GABAA receptors in mouse cortical homogenates are phosphorylated by endogenous protein kinase A.

Biochemical, molecular, and electrophysiological studies suggest that phosphorylation of beta subunits of the GABAA receptor (GaR) by exogenous protein kinase A inactivates the receptor channels. We have developed a method which for the first time allows the study of GaR phosphorylation in brain tissues by endogenous PKA. Desalted homogenates or crude synaptic membranes from mouse cerebral cortex were incubated with [gamma-32P]ATP and 8-Br-cAMP or chlorophenylthio-cAMP. Extracts from these incubations were immunoprecipitated by polyclonal antibodies against native GaR and analyzed by SDS-gel electrophoresis and autoradiography.
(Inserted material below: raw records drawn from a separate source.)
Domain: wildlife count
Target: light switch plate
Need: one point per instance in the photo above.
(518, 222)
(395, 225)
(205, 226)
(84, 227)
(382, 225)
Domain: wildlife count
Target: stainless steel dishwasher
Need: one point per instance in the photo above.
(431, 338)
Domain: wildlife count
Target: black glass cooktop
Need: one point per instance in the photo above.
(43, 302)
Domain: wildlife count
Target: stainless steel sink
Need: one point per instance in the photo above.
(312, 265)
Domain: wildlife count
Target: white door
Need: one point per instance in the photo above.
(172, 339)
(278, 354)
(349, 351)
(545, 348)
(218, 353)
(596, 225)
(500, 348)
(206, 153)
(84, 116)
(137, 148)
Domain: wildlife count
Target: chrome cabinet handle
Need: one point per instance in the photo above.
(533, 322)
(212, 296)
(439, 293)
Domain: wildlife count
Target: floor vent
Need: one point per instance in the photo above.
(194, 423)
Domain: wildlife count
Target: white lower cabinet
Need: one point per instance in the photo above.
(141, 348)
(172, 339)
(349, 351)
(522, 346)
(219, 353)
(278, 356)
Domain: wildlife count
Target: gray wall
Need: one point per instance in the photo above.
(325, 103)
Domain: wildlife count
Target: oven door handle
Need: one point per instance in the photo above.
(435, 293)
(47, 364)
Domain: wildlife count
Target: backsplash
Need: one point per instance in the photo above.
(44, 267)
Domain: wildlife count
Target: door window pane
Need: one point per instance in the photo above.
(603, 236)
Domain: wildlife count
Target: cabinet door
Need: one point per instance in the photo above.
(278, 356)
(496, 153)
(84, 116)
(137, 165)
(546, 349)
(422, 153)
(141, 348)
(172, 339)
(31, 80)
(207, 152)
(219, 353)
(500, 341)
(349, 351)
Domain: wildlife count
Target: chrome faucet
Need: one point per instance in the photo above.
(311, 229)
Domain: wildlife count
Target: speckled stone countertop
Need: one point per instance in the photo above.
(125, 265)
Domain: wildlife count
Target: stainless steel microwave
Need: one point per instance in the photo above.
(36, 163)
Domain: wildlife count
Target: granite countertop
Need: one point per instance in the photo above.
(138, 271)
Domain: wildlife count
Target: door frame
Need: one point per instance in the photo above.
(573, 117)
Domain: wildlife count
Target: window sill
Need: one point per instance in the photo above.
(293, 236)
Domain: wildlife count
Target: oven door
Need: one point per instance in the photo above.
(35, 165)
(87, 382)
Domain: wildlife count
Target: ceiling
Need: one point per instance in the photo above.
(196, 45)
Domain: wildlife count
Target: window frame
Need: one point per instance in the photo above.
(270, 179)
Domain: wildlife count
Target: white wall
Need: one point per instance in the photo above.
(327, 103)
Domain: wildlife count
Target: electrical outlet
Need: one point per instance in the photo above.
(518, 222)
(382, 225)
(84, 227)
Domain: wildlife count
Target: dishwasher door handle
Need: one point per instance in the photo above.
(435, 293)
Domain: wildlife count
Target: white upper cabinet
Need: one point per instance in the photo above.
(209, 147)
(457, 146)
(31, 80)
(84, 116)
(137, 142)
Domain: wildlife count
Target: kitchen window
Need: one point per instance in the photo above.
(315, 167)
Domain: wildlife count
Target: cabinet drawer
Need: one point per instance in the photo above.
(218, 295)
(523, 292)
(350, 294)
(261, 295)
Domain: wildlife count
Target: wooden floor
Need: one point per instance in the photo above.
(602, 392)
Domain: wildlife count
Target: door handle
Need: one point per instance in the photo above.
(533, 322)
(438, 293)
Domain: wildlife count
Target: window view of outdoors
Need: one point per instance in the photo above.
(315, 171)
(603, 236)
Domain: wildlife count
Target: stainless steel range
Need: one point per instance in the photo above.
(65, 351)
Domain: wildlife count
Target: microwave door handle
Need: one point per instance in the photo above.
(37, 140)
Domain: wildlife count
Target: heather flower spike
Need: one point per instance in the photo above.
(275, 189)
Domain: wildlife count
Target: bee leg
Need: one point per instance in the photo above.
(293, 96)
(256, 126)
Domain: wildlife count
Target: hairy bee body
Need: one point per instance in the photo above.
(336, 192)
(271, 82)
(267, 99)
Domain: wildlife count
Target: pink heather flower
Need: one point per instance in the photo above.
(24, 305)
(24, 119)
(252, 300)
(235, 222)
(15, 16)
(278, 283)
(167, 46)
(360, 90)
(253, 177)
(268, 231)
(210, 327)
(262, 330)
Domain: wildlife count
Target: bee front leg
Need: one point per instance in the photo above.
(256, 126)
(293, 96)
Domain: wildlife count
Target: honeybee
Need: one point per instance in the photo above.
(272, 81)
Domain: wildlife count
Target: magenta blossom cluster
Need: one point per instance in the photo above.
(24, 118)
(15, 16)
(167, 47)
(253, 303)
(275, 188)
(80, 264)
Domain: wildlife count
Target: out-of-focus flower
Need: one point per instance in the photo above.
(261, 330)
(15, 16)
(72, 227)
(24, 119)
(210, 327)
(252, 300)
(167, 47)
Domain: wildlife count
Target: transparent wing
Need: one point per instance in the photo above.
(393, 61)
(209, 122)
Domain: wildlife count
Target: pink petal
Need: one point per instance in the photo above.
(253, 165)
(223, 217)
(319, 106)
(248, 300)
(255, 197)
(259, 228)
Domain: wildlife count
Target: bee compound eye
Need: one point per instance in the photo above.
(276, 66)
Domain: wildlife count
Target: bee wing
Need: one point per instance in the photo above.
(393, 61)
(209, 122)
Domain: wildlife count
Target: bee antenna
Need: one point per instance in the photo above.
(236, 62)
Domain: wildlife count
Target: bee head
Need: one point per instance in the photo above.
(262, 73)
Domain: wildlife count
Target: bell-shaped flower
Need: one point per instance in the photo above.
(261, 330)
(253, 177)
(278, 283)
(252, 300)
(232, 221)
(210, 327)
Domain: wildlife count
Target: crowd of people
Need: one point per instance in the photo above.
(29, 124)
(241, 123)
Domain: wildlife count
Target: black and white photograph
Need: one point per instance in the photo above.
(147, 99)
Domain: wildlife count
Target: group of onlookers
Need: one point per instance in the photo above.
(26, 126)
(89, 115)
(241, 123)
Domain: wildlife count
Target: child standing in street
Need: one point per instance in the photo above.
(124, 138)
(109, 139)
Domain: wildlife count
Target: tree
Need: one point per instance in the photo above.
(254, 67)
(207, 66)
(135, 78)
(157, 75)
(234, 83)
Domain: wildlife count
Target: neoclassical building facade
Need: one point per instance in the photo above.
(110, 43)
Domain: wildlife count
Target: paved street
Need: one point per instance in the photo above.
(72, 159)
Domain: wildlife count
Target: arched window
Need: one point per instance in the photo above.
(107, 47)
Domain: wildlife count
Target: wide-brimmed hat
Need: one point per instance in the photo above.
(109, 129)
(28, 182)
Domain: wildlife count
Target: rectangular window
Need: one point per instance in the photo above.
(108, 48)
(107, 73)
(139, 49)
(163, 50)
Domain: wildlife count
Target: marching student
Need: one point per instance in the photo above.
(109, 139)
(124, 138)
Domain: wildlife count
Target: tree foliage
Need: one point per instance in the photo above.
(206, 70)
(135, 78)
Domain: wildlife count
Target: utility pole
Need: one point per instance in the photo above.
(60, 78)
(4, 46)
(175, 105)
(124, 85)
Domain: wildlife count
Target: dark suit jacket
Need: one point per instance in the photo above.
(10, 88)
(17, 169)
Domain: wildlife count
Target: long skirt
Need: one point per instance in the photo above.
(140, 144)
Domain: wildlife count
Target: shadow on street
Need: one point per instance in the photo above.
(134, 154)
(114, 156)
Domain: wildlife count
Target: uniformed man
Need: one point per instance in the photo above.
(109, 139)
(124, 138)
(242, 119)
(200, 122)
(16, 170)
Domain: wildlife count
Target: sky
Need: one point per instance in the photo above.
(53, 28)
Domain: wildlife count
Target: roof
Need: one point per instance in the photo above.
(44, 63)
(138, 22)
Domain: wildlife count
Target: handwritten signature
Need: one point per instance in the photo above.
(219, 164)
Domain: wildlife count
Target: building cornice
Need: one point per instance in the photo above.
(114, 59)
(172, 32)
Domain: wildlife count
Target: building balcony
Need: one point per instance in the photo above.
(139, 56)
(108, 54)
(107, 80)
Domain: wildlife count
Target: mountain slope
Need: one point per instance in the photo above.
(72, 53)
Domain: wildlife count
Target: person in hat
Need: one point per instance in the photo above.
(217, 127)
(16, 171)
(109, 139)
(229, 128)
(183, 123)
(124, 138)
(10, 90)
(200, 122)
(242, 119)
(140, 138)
In both homogenates and membranes, cAMP-dependent incorporation of 32P was observed for a 57-kDa peptide, and to a lesser extent 51- to 53-kDa peptides. Phosphorylation of affinity-purified GaR by the catalytic subunit of PKA also produced a major 57-kDa phosphopeptide and a minor 51-kDa phosphopeptide. Limited digestion by S. aureus V-8 protease of the 57-kDa phosphopeptide from the desalted homogenates or from purified receptors produced a major 32P-labeled fragment of 11 kDa, suggesting that the phosphorylation site is similar to that shown previously to reduce GaR function. The phosphorylation of GaRs in homogenates was time dependent and blocked by H-89 or protein kinase inhibitor 5-24, specific inhibitors of protein kinase A. Prolonged incubations resulted in dephosphorylation of the 57-kDa phosphoprotein by a microcystin-LR sensitive phosphatase. In cortical homogenates the level of cAMP-dependent phosphorylation of the 57-kDa GaR peptide was more than 5 times that obtained with washed synaptic membranes. However, assays of PKA using the heptamer kemptide as substrate showed that the specific activity in the particulate fraction was 57% that of the homogenate. This suggests that GaRs on synaptic membranes are preferentially phosphorylated by a cytoplasmic form of protein kinase A. By comparing the [3H]flunitrazepam-photolabeled 53-kDa GaR subunit with the 51-57 kDa [32P]peptides from cortical homogenates, the molar ratio of [32P]/[3H] was estimated at 0.43, suggesting that a substantial fraction of the GaR pool is phosphorylated under these conditions.